2026-05-20 — views

Google Gemini 3.5 Flash beats last quarter's Pro flagship on agentic tasks

Read this because The signal is the price-performance inversion: a budget tier now out-runs last quarter's flagship on agentic throughput-per-dollar. If you sized infra around Pro-tier pricing, your unit economics just improved without a code change.

At I/O 2026, Gemini 3.5 Flash beats Gemini 3.1 Pro on coding+agent benchmarks at $1.50/$9 per 1M tokens. Terminal-Bench 76.2% vs 70.3%. 4x faster, half cost.

At Google I/O 2026 (May 19), Google launched Gemini 3.5 Flash — and the headline isn’t the model, it’s the price-performance inversion. A Flash-tier (budget) model now beats Gemini 3.1 Pro — last quarter’s flagship — on agentic and coding benchmarks, at a fraction of the cost.

The benchmark numbers

Benchmark	Gemini 3.5 Flash	Gemini 3.1 Pro
Terminal-Bench 2.1 (coding)	76.2%	70.3%
MCP Atlas (tool use)	83.6%	—
Finance Agent v2	57.9%	—
GDPval-AA (real-world agentic)	1656 Elo	—

Google’s framing: frontier-level performance at 4x the speed of comparable frontier models, “often at less than half the cost.”

Pricing + availability

$1.50 / 1M input tokens · $9 / 1M output tokens
1M-token context window
GA day-one across 6 surfaces (Gemini app, AI Mode in Search, Vertex AI, AI Studio, and more)
Gemini 3.5 Pro teased for “next month”

Why this matters for builders

The structural shift is that the budget tier crossed the previous flagship’s capability line on agentic workloads — the workloads that actually matter for production AI products (multi-step tool use, coding, long-horizon agents).

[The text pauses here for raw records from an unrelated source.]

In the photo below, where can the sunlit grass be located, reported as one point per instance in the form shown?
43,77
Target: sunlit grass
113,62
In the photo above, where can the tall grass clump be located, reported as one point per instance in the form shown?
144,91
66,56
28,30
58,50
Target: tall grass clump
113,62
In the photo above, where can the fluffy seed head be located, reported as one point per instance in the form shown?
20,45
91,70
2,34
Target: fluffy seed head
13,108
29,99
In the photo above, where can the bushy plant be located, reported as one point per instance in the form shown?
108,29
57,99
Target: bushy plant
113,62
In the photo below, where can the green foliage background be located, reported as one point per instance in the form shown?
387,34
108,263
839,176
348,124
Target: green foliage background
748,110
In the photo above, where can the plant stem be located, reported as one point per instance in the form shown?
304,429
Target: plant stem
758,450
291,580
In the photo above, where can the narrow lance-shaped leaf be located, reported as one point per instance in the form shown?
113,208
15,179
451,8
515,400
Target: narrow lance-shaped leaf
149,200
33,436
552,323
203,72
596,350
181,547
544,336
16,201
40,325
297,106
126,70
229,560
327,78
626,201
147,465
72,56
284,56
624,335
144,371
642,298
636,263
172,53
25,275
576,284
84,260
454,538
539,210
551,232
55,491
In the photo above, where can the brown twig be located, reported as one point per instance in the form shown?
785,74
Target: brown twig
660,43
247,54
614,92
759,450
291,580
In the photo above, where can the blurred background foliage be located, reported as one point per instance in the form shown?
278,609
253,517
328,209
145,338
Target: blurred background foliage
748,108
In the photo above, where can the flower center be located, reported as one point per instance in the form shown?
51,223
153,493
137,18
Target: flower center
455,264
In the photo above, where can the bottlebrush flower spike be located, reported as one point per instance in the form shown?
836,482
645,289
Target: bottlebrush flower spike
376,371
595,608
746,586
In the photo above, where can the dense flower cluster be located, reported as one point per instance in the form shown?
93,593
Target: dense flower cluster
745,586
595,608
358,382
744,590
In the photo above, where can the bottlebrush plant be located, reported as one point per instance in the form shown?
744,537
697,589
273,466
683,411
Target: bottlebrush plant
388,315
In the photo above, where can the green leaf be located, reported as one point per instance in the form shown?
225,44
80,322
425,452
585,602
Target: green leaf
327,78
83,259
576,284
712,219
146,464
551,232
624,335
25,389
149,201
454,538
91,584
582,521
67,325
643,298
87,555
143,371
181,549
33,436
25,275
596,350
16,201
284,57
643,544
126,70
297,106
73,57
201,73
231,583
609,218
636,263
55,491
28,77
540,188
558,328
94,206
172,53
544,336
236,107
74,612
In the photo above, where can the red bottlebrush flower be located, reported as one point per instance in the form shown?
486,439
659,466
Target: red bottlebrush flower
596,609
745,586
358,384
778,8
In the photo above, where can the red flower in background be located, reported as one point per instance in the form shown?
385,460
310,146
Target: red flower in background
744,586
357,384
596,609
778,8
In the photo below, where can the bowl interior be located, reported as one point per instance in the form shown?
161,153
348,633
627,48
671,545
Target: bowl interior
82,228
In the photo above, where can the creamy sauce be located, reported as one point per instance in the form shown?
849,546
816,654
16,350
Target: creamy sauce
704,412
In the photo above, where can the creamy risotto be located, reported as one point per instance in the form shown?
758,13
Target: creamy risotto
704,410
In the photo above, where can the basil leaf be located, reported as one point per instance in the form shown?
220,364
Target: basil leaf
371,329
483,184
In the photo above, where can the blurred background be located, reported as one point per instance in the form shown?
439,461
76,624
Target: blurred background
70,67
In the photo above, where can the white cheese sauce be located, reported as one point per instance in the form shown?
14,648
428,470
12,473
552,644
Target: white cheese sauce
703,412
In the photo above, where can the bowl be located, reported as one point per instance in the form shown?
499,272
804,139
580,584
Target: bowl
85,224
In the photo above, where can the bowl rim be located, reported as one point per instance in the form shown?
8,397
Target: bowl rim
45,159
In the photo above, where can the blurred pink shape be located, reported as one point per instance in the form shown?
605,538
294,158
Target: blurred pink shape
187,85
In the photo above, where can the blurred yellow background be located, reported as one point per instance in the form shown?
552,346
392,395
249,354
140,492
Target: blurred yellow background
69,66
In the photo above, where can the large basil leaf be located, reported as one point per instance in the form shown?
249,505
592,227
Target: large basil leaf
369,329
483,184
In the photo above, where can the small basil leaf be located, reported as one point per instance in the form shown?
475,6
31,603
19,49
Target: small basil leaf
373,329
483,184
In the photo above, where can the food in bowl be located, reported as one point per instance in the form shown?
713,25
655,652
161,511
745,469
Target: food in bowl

If you architected your inference budget around 3.1-Pro-tier pricing, your unit economics just improved without a single code change — swap the model string, keep the behavior, cut the bill. This is the same dynamic we flagged in the Anthropic gross-margin story: the foundation-model layer keeps repricing capability downward, and the savings flow to whoever ships on the newest tier fastest.

Practitioner note

Re-benchmark before you migrate. Terminal-Bench wins don’t guarantee your specific workload improves. Run your last 5 production traces on 3.5 Flash vs your current model before switching.
Watch the throughput-per-dollar, not the headline price. 4x speed at half the cost means your agent loop completes more tasks per wall-clock minute — the throughput framing we covered for coding agents applies here too.
Don’t over-commit to one provider. With Gemini Flash, Claude, and GPT all repricing quarterly, multi-model routing keeps you on the best price-performance tier as it moves.

The under-considered angle: the “Flash beats last-quarter Pro” pattern is now a reliable quarterly cadence across all three labs. That means the rational architecture is provider-agnostic model routing with quarterly re-benchmarking — not a long-term bet on any single model family. The moat is your eval harness, not your model choice.